# Dependencies


## Install


In [8]:
%pip install ipython-autotime
%pip install contractions


Note: you may need to restart the kernel to use updated packages.
time: 3.38 s (started: 2023-09-24 17:59:45 -07:00)


## Imports


In [2]:
import itertools
import json
import os

import warnings
warnings.filterwarnings("ignore")

import numpy as np
import pandas as pd

from collections import Counter
from typing import List

%load_ext autotime

time: 0 ns (started: 2023-09-26 13:29:17 -07:00)


# Config


In [501]:
class PathConfig:
    HW2_DIR = os.path.dirname(os.getcwd())
    OUTPUT_DIR = os.path.join(HW2_DIR, "solution", "output")

    DATA_PATH = os.path.join(HW2_DIR, "CSCI544_HW2", "data")
    VERIFICATION_DATA_PATH = os.path.join(HW2_DIR, "CSCI544_HW2", "verification")

    VOCAB_FILE_PATH = os.path.join(OUTPUT_DIR, "vocab.txt")
    HMM_MODEL_SAVE_PATH = os.path.join(OUTPUT_DIR, "hmm.json")
    GREEDY_ALGO_OUTPUT_PATH = os.path.join(OUTPUT_DIR, "greedy.json")
    VITERBI_ALGO_OUTPUT_PATH = os.path.join(OUTPUT_DIR, "viterbi.json")


class WSJDatasetConfig:
    cols = ["index", "sentences", "labels"]

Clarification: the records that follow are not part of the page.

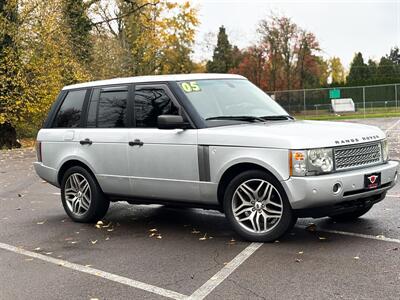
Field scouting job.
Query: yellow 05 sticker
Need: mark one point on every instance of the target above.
(191, 86)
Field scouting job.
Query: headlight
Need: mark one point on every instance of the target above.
(320, 161)
(385, 150)
(311, 162)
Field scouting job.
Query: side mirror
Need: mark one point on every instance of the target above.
(172, 122)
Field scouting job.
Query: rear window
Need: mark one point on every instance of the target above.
(69, 115)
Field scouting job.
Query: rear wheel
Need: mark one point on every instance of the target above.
(351, 216)
(82, 197)
(257, 207)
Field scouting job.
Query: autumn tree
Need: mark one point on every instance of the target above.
(12, 81)
(151, 37)
(78, 27)
(253, 66)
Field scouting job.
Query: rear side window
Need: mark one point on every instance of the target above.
(150, 102)
(69, 115)
(111, 108)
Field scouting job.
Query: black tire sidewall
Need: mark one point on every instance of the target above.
(98, 203)
(287, 221)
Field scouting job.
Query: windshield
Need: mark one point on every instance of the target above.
(238, 99)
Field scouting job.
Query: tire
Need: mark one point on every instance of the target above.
(269, 221)
(87, 203)
(351, 216)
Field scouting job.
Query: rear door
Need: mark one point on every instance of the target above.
(103, 143)
(163, 164)
(59, 139)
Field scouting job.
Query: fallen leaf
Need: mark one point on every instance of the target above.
(232, 242)
(203, 238)
(311, 227)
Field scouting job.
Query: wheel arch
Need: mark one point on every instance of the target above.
(69, 164)
(235, 169)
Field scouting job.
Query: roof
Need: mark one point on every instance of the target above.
(154, 78)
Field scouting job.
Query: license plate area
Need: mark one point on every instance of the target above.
(372, 181)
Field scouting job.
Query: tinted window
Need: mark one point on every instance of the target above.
(92, 112)
(150, 102)
(112, 108)
(70, 111)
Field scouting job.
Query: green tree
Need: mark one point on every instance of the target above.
(222, 60)
(78, 26)
(386, 69)
(337, 71)
(358, 73)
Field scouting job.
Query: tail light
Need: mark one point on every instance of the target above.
(39, 151)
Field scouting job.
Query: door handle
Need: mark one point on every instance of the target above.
(136, 142)
(85, 142)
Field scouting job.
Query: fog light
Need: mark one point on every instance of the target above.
(337, 187)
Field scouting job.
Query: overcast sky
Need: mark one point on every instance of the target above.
(342, 27)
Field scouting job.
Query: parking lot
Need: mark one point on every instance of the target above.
(151, 252)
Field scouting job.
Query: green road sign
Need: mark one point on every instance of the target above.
(334, 94)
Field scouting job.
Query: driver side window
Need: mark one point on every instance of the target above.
(151, 102)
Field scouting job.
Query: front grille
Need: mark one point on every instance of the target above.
(357, 156)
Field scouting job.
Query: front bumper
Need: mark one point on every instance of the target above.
(317, 191)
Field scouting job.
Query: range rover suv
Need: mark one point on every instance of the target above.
(208, 140)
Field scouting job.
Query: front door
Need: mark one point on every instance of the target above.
(163, 164)
(104, 141)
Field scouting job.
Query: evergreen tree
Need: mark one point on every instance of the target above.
(79, 26)
(386, 69)
(222, 60)
(394, 55)
(359, 73)
(372, 70)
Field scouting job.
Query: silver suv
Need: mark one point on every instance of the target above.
(211, 141)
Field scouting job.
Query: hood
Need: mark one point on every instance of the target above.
(290, 134)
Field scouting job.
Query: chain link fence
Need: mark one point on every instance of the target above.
(372, 99)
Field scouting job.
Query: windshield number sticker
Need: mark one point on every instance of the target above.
(189, 87)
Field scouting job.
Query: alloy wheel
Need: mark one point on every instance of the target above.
(257, 206)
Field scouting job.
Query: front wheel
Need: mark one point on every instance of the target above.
(257, 207)
(82, 197)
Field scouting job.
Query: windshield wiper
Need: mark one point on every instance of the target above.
(277, 118)
(238, 118)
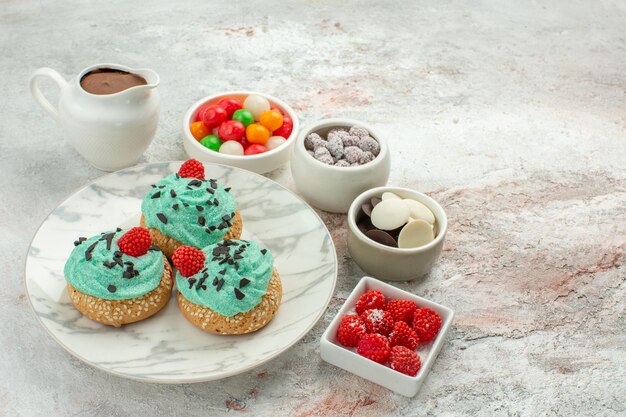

    train_file_path = os.path.join(PathConfig.DATA_PATH, "train.json")
    dev_file_path = os.path.join(PathConfig.DATA_PATH, "dev.json")
    test_file_path = os.path.join(PathConfig.DATA_PATH, "test.json")


class VocabConfig:
    UNKNOWN_TOKEN = "<unk>"
    THRESHOLD = 2
    FILE_HEADER = ["word", "index", "frequency"]

    VOCAB_FILE = PathConfig.VOCAB_FILE_PATH


class HMMConfig:
    HMM_MODEL_SAVED = PathConfig.HMM_MODEL_SAVE_PATH

time: 15 ms (started: 2023-09-26 22:56:21 -07:00)


# Dataset Preparation


In [480]:
class WSJDataset:
    def __init__(self, path):
        self.path = path

        self.data: pd.DataFrame = None
        self.cols = WSJDatasetConfig.cols

    def read_data(self):
        self.data = pd.read_json(self.path)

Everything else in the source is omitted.